Verklaart de vordering van de benadeelde partij [slachtoffer] voor het overige niet ontvankelijk. Dit deel van de vordering kan slechts bij de burgerlijke rechter worden aangebracht.
Veroordeelt verdachte in de kosten van het geding door de benadeelde partij gemaakt en ten behoeve van de tenuitvoerlegging van deze uitspraak alsnog te maken, tot heden begroot op nihil.
Legt aan verdachte de verplichting op aan de staat, ten behoeve van het slachtoffer [slachtoffer] te betalen een bedrag van € 3.350,71 (zegge: drieduizenddriehonderdvijftig euro en eenenzeventig eurocent), vermeerderd met de wettelijke rente vanaf 1 augustus 2017, bij gebreke van betaling en verhaal te vervangen door gijzeling voor de duur van 43 dagen, met dien verstande dat de toepassing van de gijzeling de hiervoor opgelegde verplichting niet opheft.
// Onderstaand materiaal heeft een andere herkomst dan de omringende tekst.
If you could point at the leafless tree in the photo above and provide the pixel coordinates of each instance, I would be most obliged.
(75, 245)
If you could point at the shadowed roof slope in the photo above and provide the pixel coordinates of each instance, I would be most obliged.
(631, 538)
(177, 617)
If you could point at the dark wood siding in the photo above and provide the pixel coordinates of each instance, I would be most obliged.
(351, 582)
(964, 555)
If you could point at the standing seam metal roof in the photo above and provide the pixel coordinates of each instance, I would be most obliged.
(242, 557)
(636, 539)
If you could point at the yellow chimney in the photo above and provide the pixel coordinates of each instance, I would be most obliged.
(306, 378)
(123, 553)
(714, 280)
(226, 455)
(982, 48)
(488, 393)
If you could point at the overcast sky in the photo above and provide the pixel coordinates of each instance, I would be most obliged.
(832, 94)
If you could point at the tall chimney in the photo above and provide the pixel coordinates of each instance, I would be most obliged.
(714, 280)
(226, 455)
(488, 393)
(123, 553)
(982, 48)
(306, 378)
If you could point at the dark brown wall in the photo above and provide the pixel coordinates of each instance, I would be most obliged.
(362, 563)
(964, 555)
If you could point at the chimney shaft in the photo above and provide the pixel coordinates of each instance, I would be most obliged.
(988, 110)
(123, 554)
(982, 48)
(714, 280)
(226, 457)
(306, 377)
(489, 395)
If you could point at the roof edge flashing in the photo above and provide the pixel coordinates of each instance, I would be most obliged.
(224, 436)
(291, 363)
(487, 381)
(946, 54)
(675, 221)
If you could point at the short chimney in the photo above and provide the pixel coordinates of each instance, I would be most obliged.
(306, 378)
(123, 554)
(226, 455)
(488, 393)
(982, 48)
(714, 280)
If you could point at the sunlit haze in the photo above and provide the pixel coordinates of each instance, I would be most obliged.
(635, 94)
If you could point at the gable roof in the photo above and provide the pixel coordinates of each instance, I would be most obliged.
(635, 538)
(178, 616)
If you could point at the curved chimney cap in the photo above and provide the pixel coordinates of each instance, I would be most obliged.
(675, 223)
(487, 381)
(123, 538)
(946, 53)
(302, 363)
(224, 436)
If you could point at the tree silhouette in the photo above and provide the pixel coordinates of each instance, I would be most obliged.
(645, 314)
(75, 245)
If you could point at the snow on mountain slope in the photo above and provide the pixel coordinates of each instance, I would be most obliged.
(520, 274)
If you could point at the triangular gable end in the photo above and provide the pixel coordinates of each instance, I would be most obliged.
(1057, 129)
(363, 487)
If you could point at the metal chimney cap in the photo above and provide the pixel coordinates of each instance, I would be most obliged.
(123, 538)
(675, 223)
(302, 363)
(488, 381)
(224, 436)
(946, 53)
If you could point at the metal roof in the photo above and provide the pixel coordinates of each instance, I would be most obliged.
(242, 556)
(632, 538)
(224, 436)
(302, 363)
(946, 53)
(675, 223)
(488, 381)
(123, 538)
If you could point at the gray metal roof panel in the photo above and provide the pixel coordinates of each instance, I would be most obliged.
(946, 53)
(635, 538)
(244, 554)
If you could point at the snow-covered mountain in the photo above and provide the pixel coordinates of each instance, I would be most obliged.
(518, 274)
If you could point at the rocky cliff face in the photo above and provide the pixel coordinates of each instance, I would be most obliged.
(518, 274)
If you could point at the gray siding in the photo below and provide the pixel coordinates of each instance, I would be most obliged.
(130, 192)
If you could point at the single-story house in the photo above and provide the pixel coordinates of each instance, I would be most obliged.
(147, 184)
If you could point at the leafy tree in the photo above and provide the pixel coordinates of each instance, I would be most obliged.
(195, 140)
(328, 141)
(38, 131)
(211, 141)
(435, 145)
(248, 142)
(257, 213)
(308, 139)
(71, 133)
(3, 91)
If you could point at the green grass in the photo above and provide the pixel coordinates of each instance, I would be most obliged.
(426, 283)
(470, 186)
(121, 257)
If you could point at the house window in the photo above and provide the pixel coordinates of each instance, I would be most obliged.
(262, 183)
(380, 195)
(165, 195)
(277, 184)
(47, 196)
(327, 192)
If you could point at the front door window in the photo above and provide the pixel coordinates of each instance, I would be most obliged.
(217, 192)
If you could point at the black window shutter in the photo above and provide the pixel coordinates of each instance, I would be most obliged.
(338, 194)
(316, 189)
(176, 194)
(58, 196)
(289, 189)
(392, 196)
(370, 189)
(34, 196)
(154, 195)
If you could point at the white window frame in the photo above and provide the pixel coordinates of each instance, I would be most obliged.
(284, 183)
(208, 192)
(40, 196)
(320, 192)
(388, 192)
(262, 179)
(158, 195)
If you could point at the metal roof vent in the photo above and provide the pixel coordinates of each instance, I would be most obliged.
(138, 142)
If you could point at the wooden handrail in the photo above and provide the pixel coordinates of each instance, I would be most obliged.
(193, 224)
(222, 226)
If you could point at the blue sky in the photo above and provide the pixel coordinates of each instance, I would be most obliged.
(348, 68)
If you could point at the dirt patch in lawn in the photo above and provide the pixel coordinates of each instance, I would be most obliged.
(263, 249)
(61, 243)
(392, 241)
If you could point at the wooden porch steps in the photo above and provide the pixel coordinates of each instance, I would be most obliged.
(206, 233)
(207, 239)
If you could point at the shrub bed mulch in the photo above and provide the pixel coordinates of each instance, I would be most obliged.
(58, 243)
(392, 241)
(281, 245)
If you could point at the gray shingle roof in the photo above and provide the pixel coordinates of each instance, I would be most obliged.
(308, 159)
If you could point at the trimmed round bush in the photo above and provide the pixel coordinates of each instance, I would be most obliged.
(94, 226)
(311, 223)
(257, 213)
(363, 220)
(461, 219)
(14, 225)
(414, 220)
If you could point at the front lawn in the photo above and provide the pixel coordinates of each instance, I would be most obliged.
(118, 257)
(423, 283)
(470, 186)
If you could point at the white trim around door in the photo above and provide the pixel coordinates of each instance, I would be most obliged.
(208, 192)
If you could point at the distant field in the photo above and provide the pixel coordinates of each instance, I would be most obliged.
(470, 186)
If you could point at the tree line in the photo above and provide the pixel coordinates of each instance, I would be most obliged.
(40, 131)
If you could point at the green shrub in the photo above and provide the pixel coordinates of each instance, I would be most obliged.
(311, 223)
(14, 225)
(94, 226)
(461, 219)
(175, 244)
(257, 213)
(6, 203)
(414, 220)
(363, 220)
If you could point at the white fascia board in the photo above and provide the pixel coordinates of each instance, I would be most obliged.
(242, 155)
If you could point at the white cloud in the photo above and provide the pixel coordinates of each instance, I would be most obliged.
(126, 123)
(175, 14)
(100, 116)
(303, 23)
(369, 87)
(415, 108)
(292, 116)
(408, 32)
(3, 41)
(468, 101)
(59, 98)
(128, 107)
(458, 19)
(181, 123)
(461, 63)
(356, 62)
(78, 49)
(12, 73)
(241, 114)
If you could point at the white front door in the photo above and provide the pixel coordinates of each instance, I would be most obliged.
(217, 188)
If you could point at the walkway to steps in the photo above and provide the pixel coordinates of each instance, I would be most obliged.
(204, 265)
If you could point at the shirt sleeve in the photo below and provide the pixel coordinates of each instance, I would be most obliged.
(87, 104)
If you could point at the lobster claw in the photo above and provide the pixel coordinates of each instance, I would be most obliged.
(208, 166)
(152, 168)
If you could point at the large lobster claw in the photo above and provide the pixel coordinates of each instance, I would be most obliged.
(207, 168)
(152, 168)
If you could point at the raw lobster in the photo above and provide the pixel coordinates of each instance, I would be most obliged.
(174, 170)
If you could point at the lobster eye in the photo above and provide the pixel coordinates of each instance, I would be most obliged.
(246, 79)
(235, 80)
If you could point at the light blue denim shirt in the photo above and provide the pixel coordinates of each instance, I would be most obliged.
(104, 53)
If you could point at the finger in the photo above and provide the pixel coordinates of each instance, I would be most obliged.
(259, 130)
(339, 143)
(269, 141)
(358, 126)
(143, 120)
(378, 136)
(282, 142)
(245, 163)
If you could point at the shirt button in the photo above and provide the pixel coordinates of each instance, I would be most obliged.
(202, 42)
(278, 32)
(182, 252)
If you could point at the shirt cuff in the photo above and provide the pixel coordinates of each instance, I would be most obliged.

Dit bedrag bestaat uit € 1.350,71 aan materiële schade en € 2.000,00 aan immateriële schade.
Bepaalt daarbij dat indien verdachte heeft voldaan aan de verplichting tot betaling aan de staat ten behoeve van het slachtoffer [slachtoffer] daarmee de verplichting van verdachte om aan de benadeelde partij dit bedrag te betalen komt te vervallen en omgekeerd, dat, indien verdachte aan de benadeelde partij het opgelegde bedrag heeft betaald, daarmee de verplichting tot betaling aan de staat van dit bedrag komt te vervallen.
Dit vonnis is gewezen door mr. A.H.M. Dölle, voorzitter, mr. J.V. Nolta en mr. M.B. de Wit, rechters, bijgestaan door mr. C.L. van der Woude, griffier, en uitgesproken ter openbare terechtzitting van deze rechtbank op 11 februari 2020.
Mrs. Nolta en De Wit zijn buiten staat dit vonnis mede te ondertekenen.

Voetnoten

1.HR 27 oktober 2009, ECLI:NL:HR:2009:BI7099 (Chinese Horeca).